CrisprSet-class: CrisprSet class

Description Arguments Fields Methods Author(s) See Also Examples

Description

A ReferenceClass container for holding a set of narrowed alignments, each corresponding to the same target region. Individual samples are represented as CrisprRun objects. CrisprRun objects with no on-target reads are excluded. CrisprSet objects are constructed with readsToTarget or readsToTargets. For most use cases, a CrisprSet object should not be initialized directly.

Arguments

crispr.runs

A list of CrisprRun objects, typically representing individual samples within an experiment

reference

The reference sequence, must be the same length as the target region

target

The target location (GRanges). Variants will be counted over this region. Need not correspond to the guide sequence.

rc

Should the alignments be reverse complemented, i.e. displayed w.r.t the reverse strand? (default: FALSE)

names

A list of names for each of the samples, e.g. for displaying in plots. If not supplied, the names of the crispr.runs are used, which default to the filenames of the bam files if available (Default: NULL)

renumbered

Should the variants be renumbered using target.loc as the zero point? If TRUE, variants are described by the location of their 5'-most base with respect to the target.loc. A 3bp deletion starting 5bp 5' of the cut site would be labelled as -5:3D (Default: TRUE)

target.loc

The location of the Cas9 cut site with respect to the supplied target. (Or some other central location). Can be displayed on plots and used as the zero point for renumbering variants. For a target region with the PAM location from bases 21-23, the target.loc is base 17 (default: 17)

match.label

Label for sequences with no variants (default: "no variant")

mismatch.label

Label for sequences with only single nucleotide variants (default: "SNV")

bpparam

A BiocParallel parameter object specifying how many cores to use.
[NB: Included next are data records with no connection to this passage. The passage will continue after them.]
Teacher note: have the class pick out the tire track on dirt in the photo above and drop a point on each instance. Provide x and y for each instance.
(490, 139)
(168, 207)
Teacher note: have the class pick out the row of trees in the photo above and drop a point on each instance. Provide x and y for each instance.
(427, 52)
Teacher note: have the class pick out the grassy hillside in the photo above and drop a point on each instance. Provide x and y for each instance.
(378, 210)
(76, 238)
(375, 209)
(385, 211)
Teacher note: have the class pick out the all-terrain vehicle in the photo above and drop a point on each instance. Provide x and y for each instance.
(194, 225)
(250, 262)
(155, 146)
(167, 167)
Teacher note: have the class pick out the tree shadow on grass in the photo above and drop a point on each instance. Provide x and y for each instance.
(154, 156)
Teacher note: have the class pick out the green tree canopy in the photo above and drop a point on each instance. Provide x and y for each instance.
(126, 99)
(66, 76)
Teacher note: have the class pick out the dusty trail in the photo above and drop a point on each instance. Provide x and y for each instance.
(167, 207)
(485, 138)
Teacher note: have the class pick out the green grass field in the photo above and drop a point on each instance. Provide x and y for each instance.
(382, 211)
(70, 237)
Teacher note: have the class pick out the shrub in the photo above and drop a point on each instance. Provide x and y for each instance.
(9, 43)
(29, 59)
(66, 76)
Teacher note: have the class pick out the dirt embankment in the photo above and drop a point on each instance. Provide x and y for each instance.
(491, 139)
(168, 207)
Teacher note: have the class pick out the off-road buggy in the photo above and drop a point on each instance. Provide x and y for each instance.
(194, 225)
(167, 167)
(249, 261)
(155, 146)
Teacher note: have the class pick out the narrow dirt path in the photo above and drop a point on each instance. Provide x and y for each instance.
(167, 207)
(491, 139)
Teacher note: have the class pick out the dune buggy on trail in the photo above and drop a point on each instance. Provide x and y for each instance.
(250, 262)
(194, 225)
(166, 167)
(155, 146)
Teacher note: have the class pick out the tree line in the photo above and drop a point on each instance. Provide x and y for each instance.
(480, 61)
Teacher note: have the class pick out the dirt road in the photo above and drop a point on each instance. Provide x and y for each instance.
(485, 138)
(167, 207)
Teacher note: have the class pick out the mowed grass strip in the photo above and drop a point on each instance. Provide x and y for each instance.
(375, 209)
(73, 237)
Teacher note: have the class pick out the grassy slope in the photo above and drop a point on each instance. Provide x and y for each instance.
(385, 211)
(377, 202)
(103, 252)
The parallelisable step is calling SNVs. Parallelisation is by sample. (default: SerialParam, i.e. no parallelization)

verbose

If true, prints information about initialisation progress (default: TRUE)

Fields

crispr_runs

A list of CrisprRun objects, typically corresponding to samples of an experiment.

ref

The reference sequence for the target region, as a Biostrings::DNAString object

cigar_freqs

A matrix of counts for each variant

target

The target location, as a GRanges object

Methods

classifyCodingBySize(var_type, cutoff = 10)
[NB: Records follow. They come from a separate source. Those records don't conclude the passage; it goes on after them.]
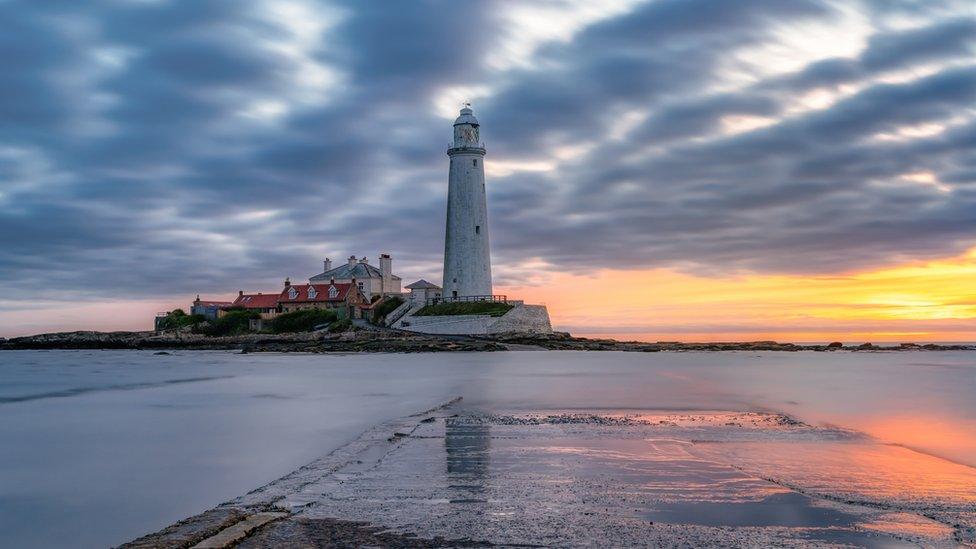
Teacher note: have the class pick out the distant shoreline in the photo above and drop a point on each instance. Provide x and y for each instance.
(402, 342)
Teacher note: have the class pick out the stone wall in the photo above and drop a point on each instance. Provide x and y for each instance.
(523, 319)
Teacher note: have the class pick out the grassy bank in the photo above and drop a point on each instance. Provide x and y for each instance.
(489, 308)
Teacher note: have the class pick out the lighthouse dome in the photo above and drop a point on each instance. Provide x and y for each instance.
(466, 117)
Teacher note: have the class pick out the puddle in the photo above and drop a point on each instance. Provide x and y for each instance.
(785, 509)
(647, 479)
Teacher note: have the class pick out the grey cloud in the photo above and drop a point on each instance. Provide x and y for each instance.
(179, 192)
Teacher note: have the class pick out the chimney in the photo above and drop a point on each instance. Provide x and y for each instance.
(386, 270)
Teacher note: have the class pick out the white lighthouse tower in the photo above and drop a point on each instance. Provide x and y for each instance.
(467, 258)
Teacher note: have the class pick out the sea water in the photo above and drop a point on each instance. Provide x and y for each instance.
(99, 447)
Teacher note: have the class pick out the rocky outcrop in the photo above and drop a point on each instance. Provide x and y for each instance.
(564, 341)
(385, 341)
(382, 340)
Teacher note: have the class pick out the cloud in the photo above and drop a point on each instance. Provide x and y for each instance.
(174, 148)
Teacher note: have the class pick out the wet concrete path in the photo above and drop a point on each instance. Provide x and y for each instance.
(458, 477)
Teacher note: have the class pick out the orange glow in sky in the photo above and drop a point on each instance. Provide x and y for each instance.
(934, 301)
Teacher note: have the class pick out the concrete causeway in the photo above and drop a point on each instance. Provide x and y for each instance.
(455, 477)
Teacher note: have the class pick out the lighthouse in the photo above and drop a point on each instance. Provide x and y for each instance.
(467, 258)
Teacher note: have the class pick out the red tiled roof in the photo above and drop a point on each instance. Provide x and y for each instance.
(212, 303)
(256, 301)
(321, 291)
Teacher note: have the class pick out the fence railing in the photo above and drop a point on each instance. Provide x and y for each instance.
(467, 298)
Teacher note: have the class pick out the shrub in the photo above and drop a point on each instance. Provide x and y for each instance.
(232, 323)
(343, 325)
(490, 308)
(177, 319)
(385, 308)
(303, 321)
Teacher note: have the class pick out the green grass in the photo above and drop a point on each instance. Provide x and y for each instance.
(302, 321)
(489, 308)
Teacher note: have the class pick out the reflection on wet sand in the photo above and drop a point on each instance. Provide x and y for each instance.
(657, 478)
(467, 446)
Description: This is a naive classification of variants as frameshift or in-frame Coding indels are summed, and indels with sum divisible by 3 are considered frameshift. Note that this may not be correct for variants that span an intron-exon boundary Input paramters: var_type: A vector of var_type. Only variants with var_type == "coding" are considered. Intended to work with classifyVariantsByLoc cutoff: Variants are divided into those less than and greater than "cutoff" (Default: 10) Result: A character vector with a classification for each variant allele

classifyVariantsByLoc(txdb, add_chr = TRUE, verbose = TRUE, ...)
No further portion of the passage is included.